Pembuat stempel sering kita jumpai di pinggir-pinggir jalan. Umumnya mereka memiliki keterampilan tangan untuk mengukir di atas kayu, plastik, maupun media kaleng. Namun, pernahkah kita berpikir seputar pekerjaan mereka? Bukan bermaksud untuk memberangus pekerjaan tukang pembuat stempel, tetapi hanya berusaha berpikir kritis dikaitkan dengan fenomena maraknya surat-surat dengan stempel asli tapi palsu (aspal).

Ya, stempel aspal. Keaslian atau kepalsuan stempel bukan terletak dari materialnya, tetapi dari legalitasnya. Dari segi material, tidak ada perbedaan sama sekali antara stempel asli dengan yang palsu, kedua-duanya terbuat dari material yang persis sama. Kita tidak bisa membedakan mana stempel asli dan mana stempel palsu. Kita hanya bisa membedakan stempel itu asli dari legalitasnya, yaitu keterangan dari lembaga/organisasi/perusahaan yang mengeluarkan surat berstempel, artinya–meminjam istilah semantika dialektik–dari das sollen-nya. Yaitu benar adanya bahwa stempel itu dibubuhkan oleh lembaga tersebut. Karena secara kasat mata baik stempel asli maupun stempel palsu persis sama.
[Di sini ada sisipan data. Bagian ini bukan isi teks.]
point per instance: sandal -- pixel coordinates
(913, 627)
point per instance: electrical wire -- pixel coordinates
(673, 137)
Stempel berfungsi sebagai instrumen yang digunakan oleh manusia untuk menunjukkan keaslian atau legalitas. Tradisi stempel sebagai alat legalitas pada surat sudah ada sejak abad 17 Masehi. Hal ini bisa ditelusuri dari surat-surat kerajaan Belanda. Bahkan, jika ditelusuri lagi, stempel sudah ada sejak zaman Kerajaan Mesir Kuno, meskipun bentuk dan material stempel yang digunakan berbeda dengan stempel saat ini.

Posisi stempel pada zaman Kerajaan Belanda menentukan status surat. Jika stempel dibubuhkan di atas kanan menunjukkan bahwa surat itu adalah surat dari raja ke raja atau dari raja ke seseorang; jika stempel tertera di bagian tengah teks menunjukkan surat itu dari menteri ke menteri atau menteri ke seseorang; jika stempel tertera di ujung sebelah kiri teks maka hal itu menunjukkan surat itu dari hamba ke hamba (sumber: Jurnal Wacana, 2007, Vol.9, No.1). Adapun posisi stempel dibubuhkan bersama dengan tanda tangan adalah model legalitas surat zaman modern.
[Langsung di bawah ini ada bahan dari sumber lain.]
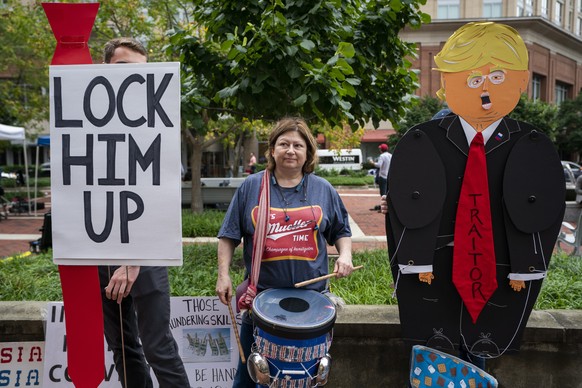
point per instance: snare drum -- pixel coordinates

Kasus yang marak terjadi dalam dunia surat-menyurat adalah banyaknya surat-surat dengan stempel dan kop surat yang aspal. Saya sering mengalami hal ini, dan mungkin juga para Kompasianer banyak mengalaminya. Pada awal bulan Juli 2011 ada surat yang ditujukan ke salah satu Sekolah Tinggi di wilayah Kab. Dompu, NTB. Lantas saya mendapat salinan surat itu agar ditelusuri keasliannya. Karena surat itu menginfokan bahwa sekolah tinggi tersebut mendapatkan bantuan dana hibah dari Dirjen Pendidikan Tinggi Kementerian Pendidikan Nasional (Dirjen Dikti Kemendiknas pusat). Suratnya lengkap ada kop surat, stempel dan tanda tangan dari pejabat yang berwenang. Saya telusuri, pejabat yang menandatangani betul, ada namanya. Untuk mengecek keasliannya tidak bisa dilihat dari stempelnya ternyata. Tadinya saya yakin itu surat asli karena plek nyaris sempurna. Tetapi setelah diselidiki ternyata palsu.

Stempel asli maupaun palsu mudah diperoleh, tinggal bikin di tukang pembuat stempel di pinggir-pinggir jalan. Pertanyaannya: perlukah pembuat stempel memiliki izin lisensi? Karena jika tidak, pemalsuan stempel akan terus marak terjadi. Ini sama dengan masalah plat nomor kendaraan. Plat nomor kendaraan yang bukan asli dari Kepolisian atau plat nomor modifikasi dilarang oleh UU Lalu Lintas. Dengan ancaman denda Rp.500 ribu atau kurungan badan selama dua bulan. Tetapi, pembuat plat nomor modifikasi (umumnya menyatu dengan pembuat stempel) makin marak.

Pemalsuan identitas legalitas juga sering terjadi pada “materai”. Kantor Pos mengeluarkan himbauan agar materai harus dibeli dari kantor pos, karena dijamin keasliannya. Materai palsu banyak juga beredar. Materai fungsinya sama dengan stempel, yaitu untuk legalitas. Materai lebih khusus untuk pengikatan dalam sebuah perjanjian atau surat yang memiliki kekuatan hukum bagi kedua belah pihak.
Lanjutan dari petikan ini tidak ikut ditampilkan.